Having to become perfectly comfortable is a very demanding master. It also costs you a ton of opportunity and money. How? Because it demands that you be on time.Work with me here and I’ll show you what I mean.
Ever wish you had seen desktop computing coming before Microsoft was its own nation? Ever lament not noticing the Internet coming so long ago you’d think Al Gore stole the credit from you personally? Nearly twenty years ago one of my first mentors taught me, “If you are in the right place at the right time, you are too late. You need to be in the right place BEFORE the right time.” Well, in the words of Bill Engvall, “Here’s your sign.” In this case, it is not the sign that you said something stupid but the sign that might be stupid to ignore: the economics of green.
Business Pundit Blog makes the argument powerfully and quickly. SEFI, the Sustainable Energy Finance Initiative (supported by the UN) launched its annual Global Trends Report. Among their findings: –New investment in sustainable energy has grown 60% since last year, up to $108.4 billion from 92.6 billion in 2007.
–Total investment worldwide in sustainable energy: $204.9 billion
–43% of investment is going into wind; 24% to solar, and 17% to biofuels.
–In 2008, most investors come from the EU, followed by the United States, then China.
According to the report, global renewable energy is only at 5.4% of total capacity.
Translation: 94.6% of the opportunity has yet to be claimed. It is an economic land rush for energy. For some investors, there will be fears that they will invest in the wrong technology and be left, well, in the dust. Others will see the opportunity for niche-ownership. No one solution or even one technology will own all non-oil investment opportunities. It will likely be a class of of many technologies, many collection and distribution systems, that cater to a wide variety of user needs from municipal to commercial to residential.
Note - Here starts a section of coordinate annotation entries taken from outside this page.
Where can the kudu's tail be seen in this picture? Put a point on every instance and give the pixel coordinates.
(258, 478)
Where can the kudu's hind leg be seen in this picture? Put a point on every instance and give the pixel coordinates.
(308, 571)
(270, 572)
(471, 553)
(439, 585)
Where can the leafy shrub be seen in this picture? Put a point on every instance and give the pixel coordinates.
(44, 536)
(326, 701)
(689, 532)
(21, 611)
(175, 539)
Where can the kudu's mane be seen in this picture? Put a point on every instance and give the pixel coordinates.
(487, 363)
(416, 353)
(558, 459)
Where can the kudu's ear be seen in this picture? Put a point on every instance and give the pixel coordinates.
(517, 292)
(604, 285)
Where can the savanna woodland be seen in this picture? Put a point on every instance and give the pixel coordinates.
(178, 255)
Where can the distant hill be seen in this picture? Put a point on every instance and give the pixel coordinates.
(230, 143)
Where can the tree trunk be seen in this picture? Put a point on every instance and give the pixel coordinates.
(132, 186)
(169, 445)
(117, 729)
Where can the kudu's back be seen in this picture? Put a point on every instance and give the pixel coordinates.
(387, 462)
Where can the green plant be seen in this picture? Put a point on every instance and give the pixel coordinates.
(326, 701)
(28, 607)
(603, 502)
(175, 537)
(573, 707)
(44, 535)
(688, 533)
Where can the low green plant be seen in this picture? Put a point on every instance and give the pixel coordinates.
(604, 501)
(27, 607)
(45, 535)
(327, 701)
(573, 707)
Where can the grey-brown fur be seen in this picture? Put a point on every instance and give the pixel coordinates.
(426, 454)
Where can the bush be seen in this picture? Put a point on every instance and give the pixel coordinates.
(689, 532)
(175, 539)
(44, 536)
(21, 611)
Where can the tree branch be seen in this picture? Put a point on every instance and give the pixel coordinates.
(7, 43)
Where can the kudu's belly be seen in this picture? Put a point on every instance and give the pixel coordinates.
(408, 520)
Fifteen years ago, the average person had no idea how to evaluate whether a company called an ISP with a 10:1 ratio modem bank was the sign of a strong company, a weak company or a heck of a lot of attention at the drive-thru window. People learned the lingo, got behind some early deals and a lot of people made a lot of money. Did the technology evolve? Sure. Are many of those companies gone now? Yes. Many were acquired and their shareholders hit great paydays. The same may prove true for alternative energy. It may be less important which technology you pick than it is that you get involved with a solid company and get started. Whether you have the next Microsoft (long-term opportunity) or Broadcast.com (better know when to sell or else), the next Mark Cuban, the next Bill Gates, the next T. Boone Pickens, may well come from some small little company huddled in an unimpressive warehouse but just about to bust out like a rocket.
So I ask you: Are we in the right place before the right time?